Abu Baydaa sprays his garden with water, spreading a refreshing fragrance everywhere. Umm Rita waters the area around her front porch so the smell of the earth rises and spreads the scent of the late spring breezes over her. Like you, I love the smell of earth when raindrops fall on it. Like you, I do not know why I do.
From Umm Salli’s house comes the smell of grilled meat and a dish of potatoes fried in fat, and we all feel a little hungry.
Suddenly, music bursts out from Umm Manaf’s house and, moved by its rhythm, we run, forgetting our hunger. We enter a festival of colours worn by the young women as they dance to celebrate Manal’s wedding. Her mother distributes traditional wedding sweets wrapped into shiny squares. The songs become louder, and perfume wafts everywhere.

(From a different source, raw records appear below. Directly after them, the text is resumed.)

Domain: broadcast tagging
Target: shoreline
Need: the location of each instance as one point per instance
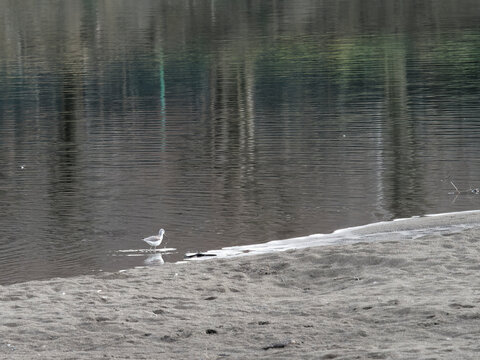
(390, 299)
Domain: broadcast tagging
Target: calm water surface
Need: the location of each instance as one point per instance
(226, 123)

My God, my God, Manal, how pretty, so pretty
Tears of joy, Manal, and hands of henna
I stand far from the little girls and thrust my small head among the bodies of the women so I can see Nadia as she dances in the middle of the garden near Manal. Everyone likes it when Nadia dances, and they clap for her. Manal draws her in and kisses her. Envy consumes my heart, and I ask myself, ‘How did she learn to dance like grown-ups? Why isn’t she embarrassed in front of these women? It’s as though she’s lost in her own world!’

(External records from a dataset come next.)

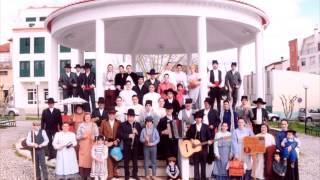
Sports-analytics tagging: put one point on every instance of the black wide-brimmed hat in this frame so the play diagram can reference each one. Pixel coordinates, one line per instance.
(131, 112)
(170, 90)
(215, 62)
(77, 66)
(67, 66)
(101, 100)
(198, 114)
(244, 97)
(111, 110)
(259, 100)
(152, 72)
(51, 101)
(87, 66)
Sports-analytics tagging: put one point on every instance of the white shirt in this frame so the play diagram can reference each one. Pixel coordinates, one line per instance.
(259, 116)
(126, 95)
(154, 97)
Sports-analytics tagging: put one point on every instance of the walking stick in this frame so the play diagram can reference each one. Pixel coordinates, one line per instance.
(34, 158)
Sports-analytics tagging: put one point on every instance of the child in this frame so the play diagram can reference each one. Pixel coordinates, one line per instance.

All the girls applaud Nadia, and the singing grows even louder. Boys climb the wall around the house to watch Nadia, who dances on, unaware of their presence. One of them shouts out something rude. Nadia stops dancing, and the boy flees, followed by his gang of friends. Nadia and I go out of the garden. Her cheeks are red with embarrassment.
We hear a new song coming from the garden, but Nadia refuses to go back. Manal’s mother comes out to stand at the gate, calling her, but Nadia runs home and does not come out again that evening.

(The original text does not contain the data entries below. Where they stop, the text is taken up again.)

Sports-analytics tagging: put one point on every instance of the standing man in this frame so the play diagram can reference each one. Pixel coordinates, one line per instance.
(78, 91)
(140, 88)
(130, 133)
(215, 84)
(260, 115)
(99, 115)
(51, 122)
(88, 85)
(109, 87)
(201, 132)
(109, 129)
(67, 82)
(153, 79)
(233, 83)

As I have said before, I will tell you the truth. I was a little jealous of Nadia – maybe a lot – because people loved her and took an interest in her. We all like it when people care, and if nobody takes an interest in us, we do not exist. Sometimes when people ignore me, I cry. I just go to my room and cry. Then I come out and do strange things so that others pay attention to me. Do you know what these strange things are? When I remember them, I will tell you, but right now I have forgotten.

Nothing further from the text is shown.